Spanish police on Tuesday searched the family home of a suspected Islamist gunman disarmed by passengers on an international train last month, and television footage showed them carrying away items in cardboard boxes.
The parents of Ayoub el Khazzani, the 25-year-old Moroccan detained after a struggle on the Thalys high-speed train between Amsterdam and Paris on Aug. 21, were later taken by police car to a police station in the southern Spanish city of Algeciras.
The couple went voluntarily to make statements and were not under arrest, a police source said.
About a dozen police officers, some with their faces covered, and other officials were shown by Spanish television descending on the house in the poor El Saladillo district of Algeciras and removing items in cardboard boxes.
Khazzani, who was armed with a box cutter, a pistol and a Kalashnikov assault rifle, was wrestled to the ground by passengers on the train, including two off-duty U.S. servicemen.
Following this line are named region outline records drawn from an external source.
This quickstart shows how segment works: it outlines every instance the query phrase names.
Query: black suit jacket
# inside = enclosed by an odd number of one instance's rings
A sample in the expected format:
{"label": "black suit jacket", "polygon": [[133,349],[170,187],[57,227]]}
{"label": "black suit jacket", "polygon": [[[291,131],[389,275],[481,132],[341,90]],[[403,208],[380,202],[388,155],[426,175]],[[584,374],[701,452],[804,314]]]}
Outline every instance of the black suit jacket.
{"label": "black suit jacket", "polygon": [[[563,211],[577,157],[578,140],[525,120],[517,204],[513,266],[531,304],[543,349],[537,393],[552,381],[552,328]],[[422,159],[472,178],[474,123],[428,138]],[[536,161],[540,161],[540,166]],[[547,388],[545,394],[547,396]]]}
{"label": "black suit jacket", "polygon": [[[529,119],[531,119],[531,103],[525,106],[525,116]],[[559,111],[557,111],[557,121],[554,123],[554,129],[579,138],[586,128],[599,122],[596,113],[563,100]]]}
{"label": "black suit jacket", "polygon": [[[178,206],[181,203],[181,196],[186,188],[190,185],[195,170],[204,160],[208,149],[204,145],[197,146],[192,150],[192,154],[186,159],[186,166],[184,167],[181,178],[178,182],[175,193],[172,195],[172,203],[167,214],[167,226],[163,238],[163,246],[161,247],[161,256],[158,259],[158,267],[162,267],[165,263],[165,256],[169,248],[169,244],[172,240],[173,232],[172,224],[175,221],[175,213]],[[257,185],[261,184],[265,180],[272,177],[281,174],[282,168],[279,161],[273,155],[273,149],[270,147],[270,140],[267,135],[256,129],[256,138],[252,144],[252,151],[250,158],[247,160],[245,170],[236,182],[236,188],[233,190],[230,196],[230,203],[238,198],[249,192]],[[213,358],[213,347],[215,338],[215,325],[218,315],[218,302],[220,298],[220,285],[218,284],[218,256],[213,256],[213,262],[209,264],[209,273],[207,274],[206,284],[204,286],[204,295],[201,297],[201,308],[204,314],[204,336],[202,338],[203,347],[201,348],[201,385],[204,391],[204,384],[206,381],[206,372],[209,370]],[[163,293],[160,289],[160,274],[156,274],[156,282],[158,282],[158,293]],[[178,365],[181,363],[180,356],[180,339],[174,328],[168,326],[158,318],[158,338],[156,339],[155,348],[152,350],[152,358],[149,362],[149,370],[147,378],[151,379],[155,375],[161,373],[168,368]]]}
Two people were wounded in the struggle.
The Paris prosecutor last week dismissed Khazzani's claim that he had planned a robbery, and opened an investigation into "attempted murder with terrorist intent".
Khazzani lived in the same house with his parents in Algeciras until he left for France in 2014. Spanish authorities believe Khazzani also travelled to Syria, where Islamist militants are prominent in a four-year-old civil war.
Khazzani's father Mohammed, a 64-year-old scrap dealer, told Spain's El Mundo newspaper last week he could not believe that his son was a terrorist. "I wasn't on the train, but I don't think he was capable of doing something like that," he said.
He said he had not spoken to his son since he left Algeciras in 2014 although his wife, named in the article as Zahara, had spoken to him by phone about a month earlier, it said.
The police operation in Algeciras coincided with a visit by Spain's defence and interior ministers to Rabat for talks with their Moroccan counterparts about Islamist militancy and efforts to counter illegal migration.
After 14 Moroccans were arrested last week in a joint Spanish-Moroccan counter-terrorism operation, a Spanish judge voiced concern about the threat posed by Islamic State fighters returning to Spain from Syria.